Romney started the fight, and his criticism reflected his campaign's strategy after the former governor's victory in the Iowa straw poll. Romney's advisers sought to narrow the GOP race as much as possible to a two-person contest with Giuliani, and tried to brand Romney as the true conservative in the race, in contrast to Giuliani.

At the heart of the Romney-Giuliani argument was the role of cities in the immigration crisis. Romney has said that New York, under Giuliani's leadership, became a magnet for illegal immigrants when city officials refused to strictly enforce federal deportation laws. Giuliani in return has accused Romney of looking the other way as cities and towns in Massachusetts declared themselves 'sanctuaries' for lawbreakers.

Rep. Peter T. King (R-N.Y.), writing on behalf of Giuliani, attacked Romney in an opinion piece in the Washington Times. King accused Romney of failing to act as governor against sanctuary cities in his state.

'Romney did not cut their funding. He recommended millions of dollars in state funding for them, and made no attempt to force these cities to change their policies,' King wrote. 'When the immigration issue came before him, he simply ignored it.'

Giuliani's former deputy mayor, Randy Mastro, went further in an interview. 'We have a word here in New York for what Mitt Romney is doing,' Mastro said. 'It's called chutzpah.'

Romney aides responded with an online column by Rep. Lamar Smith (R-Tex.), who called the immigration policies in New York 'troubling' and blamed them for the growth of the nation's population of illegal immigrants.

'Sanctuary policies create virtual amnesty zones for illegal immigrants. While amnesty was just defeated in the Congress, places like New York City offer a promise of amnesty to those who ignore our immigration laws,' Smith wrote. 'Furthermore, sanctuary city policies encourage illegal immigration and weaken our nation's ability to secure our borders.'

Romney focused on a New York executive order that Giuliani inherited -- and later supported -- that protects illegal immigrants from deportation.

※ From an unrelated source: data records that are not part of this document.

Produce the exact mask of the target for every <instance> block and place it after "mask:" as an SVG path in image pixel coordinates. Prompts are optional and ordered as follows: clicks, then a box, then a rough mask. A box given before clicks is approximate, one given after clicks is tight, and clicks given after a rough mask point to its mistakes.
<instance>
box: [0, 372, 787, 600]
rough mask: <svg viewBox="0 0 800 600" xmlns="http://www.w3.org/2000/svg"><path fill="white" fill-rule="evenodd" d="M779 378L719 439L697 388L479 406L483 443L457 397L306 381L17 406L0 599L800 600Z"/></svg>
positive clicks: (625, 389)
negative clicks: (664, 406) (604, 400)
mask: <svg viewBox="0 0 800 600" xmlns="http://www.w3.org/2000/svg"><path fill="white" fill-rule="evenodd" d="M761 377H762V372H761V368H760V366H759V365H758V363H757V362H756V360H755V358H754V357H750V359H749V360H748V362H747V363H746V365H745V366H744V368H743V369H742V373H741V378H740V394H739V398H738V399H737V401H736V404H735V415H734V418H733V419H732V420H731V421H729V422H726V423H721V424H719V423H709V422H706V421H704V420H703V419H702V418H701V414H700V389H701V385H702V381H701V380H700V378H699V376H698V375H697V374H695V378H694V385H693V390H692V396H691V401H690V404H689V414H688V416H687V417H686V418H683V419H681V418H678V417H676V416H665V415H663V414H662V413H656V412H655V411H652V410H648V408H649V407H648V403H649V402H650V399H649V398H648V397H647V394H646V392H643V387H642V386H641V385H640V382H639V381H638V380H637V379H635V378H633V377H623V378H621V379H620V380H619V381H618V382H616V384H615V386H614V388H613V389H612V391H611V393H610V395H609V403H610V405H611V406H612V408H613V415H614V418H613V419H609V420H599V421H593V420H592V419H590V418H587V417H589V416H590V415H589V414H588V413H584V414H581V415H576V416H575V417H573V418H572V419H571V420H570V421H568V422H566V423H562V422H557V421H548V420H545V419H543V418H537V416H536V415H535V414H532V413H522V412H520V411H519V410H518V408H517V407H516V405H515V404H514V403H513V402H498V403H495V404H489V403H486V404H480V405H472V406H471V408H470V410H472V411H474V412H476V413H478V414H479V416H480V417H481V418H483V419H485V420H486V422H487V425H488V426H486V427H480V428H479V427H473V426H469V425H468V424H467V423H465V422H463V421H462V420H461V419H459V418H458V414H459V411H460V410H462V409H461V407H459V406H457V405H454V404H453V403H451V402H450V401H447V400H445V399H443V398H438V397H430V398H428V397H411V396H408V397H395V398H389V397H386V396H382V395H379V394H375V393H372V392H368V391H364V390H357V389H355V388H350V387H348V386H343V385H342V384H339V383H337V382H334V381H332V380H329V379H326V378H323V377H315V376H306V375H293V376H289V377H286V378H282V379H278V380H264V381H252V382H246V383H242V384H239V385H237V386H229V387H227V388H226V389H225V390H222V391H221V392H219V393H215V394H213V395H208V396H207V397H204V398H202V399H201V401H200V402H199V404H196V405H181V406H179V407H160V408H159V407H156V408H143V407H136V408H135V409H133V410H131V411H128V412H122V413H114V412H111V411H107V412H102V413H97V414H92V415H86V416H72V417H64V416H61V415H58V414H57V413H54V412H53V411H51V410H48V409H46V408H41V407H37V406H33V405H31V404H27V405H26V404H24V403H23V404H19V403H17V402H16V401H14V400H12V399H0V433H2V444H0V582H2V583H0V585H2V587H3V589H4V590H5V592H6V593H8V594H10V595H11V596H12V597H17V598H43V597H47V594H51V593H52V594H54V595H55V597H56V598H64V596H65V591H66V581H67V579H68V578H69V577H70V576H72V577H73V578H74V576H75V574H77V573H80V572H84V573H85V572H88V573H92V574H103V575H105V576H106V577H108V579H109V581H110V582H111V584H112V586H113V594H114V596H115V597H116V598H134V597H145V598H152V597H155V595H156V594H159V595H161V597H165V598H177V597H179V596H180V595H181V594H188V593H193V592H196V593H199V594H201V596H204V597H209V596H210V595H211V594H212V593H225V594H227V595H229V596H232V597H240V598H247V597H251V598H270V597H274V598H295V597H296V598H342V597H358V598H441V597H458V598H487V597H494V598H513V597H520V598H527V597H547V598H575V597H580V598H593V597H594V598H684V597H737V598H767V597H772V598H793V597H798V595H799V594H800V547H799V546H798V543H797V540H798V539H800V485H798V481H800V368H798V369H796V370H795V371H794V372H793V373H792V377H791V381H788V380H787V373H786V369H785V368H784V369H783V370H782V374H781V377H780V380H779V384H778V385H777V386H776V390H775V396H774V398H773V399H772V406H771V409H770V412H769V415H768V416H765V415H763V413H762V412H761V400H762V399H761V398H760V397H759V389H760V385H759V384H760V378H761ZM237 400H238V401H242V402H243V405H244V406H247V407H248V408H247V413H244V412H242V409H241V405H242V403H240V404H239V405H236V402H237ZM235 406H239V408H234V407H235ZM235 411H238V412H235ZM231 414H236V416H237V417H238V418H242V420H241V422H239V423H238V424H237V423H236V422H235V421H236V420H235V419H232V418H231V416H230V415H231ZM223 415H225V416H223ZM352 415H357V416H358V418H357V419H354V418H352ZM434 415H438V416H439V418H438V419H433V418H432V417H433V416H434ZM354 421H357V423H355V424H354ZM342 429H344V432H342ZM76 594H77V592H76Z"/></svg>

Romney aides point out that Giuliani once sued the federal government to keep the executive order in place.

Giuliani responded that his actions in New York -- which allowed children of illegal immigrants to go to school, and let such immigrants receive medical care and report crimes without facing deportation -- reduced crime and improved public health.

In a radio ad running in South Carolina, Giuliani said he was attempting to focus efforts on the true problem: criminals. 'As the mayor of New York, I wanted to see if I could get the immigration service to help me. Let's see if you could get rid of the drug dealers who are coming out of jail,' he says.

Romney opened his attacks during a campaign stop at the U.S.-Mexico border in San Ysidro, Calif., criticizing 'cities that call themselves a zone for protection,' using the phrase that Giuliani once used to describe New York. He said that as president, he would cut off federal funds to cities that offer sanctuary to illegal immigrants.

As governor, Romney vetoed a bill that would have allowed illegal immigrants to receive in-state tuition at Massachusetts colleges and reached an agreement with federal officials to allow state troopers to enforce federal immigration laws.